Playing music in the form and style believed to represent the time and so-called "intentions" of the composer is one ideological position a person can take about performance, but certainly not the only one. Think critically for a moment about just a few of the potential weaknesses inherent in your position. 1) We don't have recordings of Liszt, so don't know, except from second-hand accounts and letters, what he actually did. Furthermore, even if we could hear what he did, we don't know that that is what he would want others to do (even if he went so far as to *say* what he wanted, it might be a lie to protect his own branding as a musical genius). 2) The attempt to place order and rules (are you capable of clearly articulating those rules you mention? it's probably impossible because of the abstract nature of the medium) on performance in an art space highlights the power and status relationship the classical art form has wielded over the years. If one is to attempt to articulate and perform with some set of rules in mind that some critic (who probably didn't make it as a performer himself) uses to evalute a performance (and often, there is no such set of rules -ie the critic is arbitrary), one is therefore constrained from making potential advances in the art form as a result of the inability to build and try new models and approaches to performance. (Incidentally, this conformity is exactly the way that leaders and the highest members of the upper classes try to squelch revolt, change, and to control others, while going ahead with their own ideas, models, and performance modes).

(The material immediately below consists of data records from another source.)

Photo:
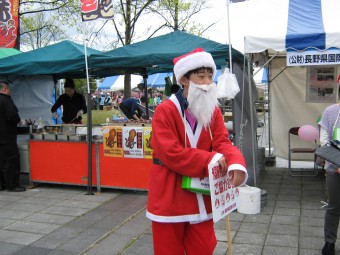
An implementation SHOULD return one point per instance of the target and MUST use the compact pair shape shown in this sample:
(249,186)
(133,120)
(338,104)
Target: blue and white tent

What I do is not "whatever I'd like" -- I could wear a purple hat and saw on the piano whilst throwing change at the strings, but no - I try to conceptualize an idea about what a performance could be (in large part, thinking about what effect it will have cognitively and emotionally, and working backwards), and use the notes and prior performance tapes of Horowitz as "idea points" from which I depart to fit a combination of my model and my personality. In a very real sense, the "work" is not some piece of paper or vision of a composer, rather the recording/performance and idea of what it should be itself becomes and is the "work." In this regard I consider what Horowitz did a "work" because of its recording record even though we are not sure he ever wrote it down or articulated verbally what he wanted it to sound like.

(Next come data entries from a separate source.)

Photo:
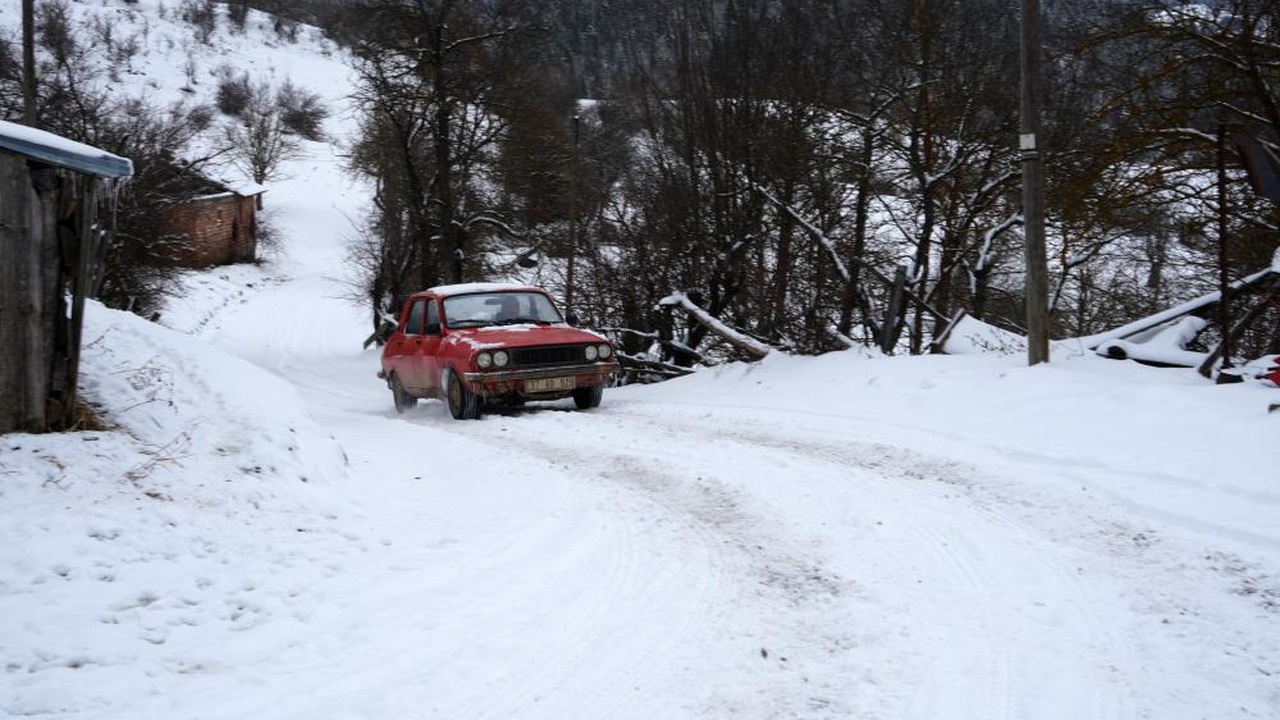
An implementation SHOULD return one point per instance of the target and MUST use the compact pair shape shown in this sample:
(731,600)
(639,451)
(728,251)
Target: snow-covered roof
(466,288)
(63,153)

Reread my first post, and you will see exactly what my guiding model is in this particular performance. In part, the controversial response you all are engaging in is indeed part of the "work" by my conception.

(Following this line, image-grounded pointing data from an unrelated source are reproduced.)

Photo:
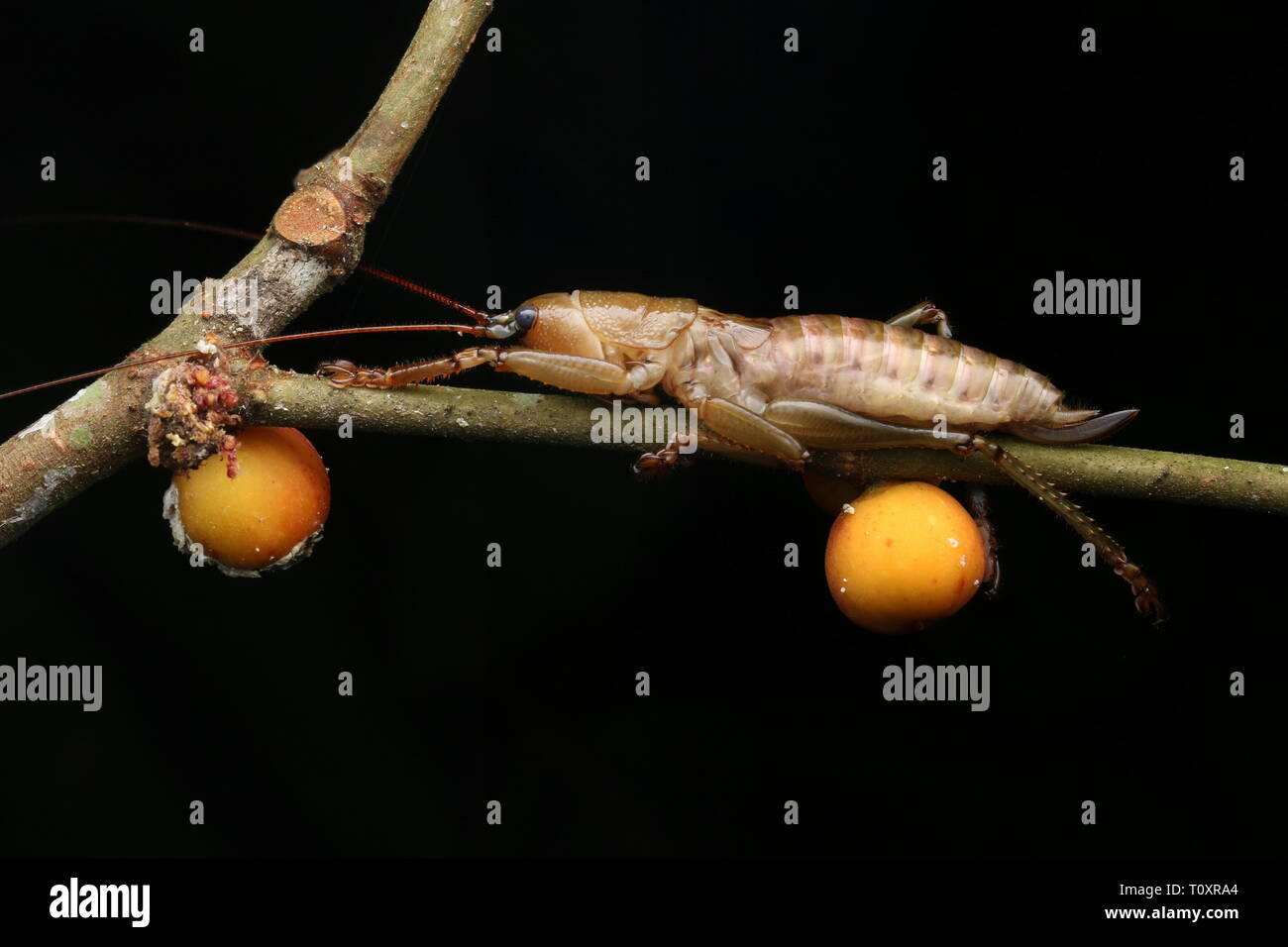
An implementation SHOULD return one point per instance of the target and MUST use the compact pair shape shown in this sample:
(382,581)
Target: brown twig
(563,420)
(316,243)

On a final note (mostly to Rob47), again, it was a real (bad) piano in front of a real hall (albeit not really a concert hall acoustically) in from of real people (do you need a complete list of names? I will say it included Nobel prize winners and a Baron, Cambridge Masters and members of the Cambridge music faculty), go on vitaminic and listen to the Danse Macabre and Wedding March for audience noise to in part prove this. Have you realized yet that I'm being brutally honest and haven't yet decieved you? I'd appreciate if you'd extend me the basic courtesy of refraining from bashing and calling me a liar without being able to affront any evidence that can justify the claim. Otherwise, you run the risk of making yourself look foolish to the readers rather than actually helping your claims and arguments.